Aiming at the problem of optical network security protection, the anti-interception transmission technology of quantum noise random encryption(QNRC) physical layer is deeply studied from two aspects of physical layer security evaluation and experimental verification. Firstly, the development status of QNRC at home and abroad is introduced, and a set of general methods for physical layer security evaluation is summarized. Then, An experimental scheme of intensity shift keying quantum noise random encryption (ISK-QNRC) based on optical domain decryption is proposed.

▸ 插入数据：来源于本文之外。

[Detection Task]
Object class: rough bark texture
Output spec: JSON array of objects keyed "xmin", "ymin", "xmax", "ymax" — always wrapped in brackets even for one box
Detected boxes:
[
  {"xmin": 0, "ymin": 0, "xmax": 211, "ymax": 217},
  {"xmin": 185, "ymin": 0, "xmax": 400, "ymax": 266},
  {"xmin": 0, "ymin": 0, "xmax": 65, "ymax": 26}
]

Aiming at the manufacturing process problems of high resolution and high sampling rate digital to analog converters in the scheme, a parallel ISK-QNRC scheme is proposed and verified. The results show that the scheme is safe and effective in information transmission. Finally, the typical application scenarios and development trends of QNRC technology are analyzed.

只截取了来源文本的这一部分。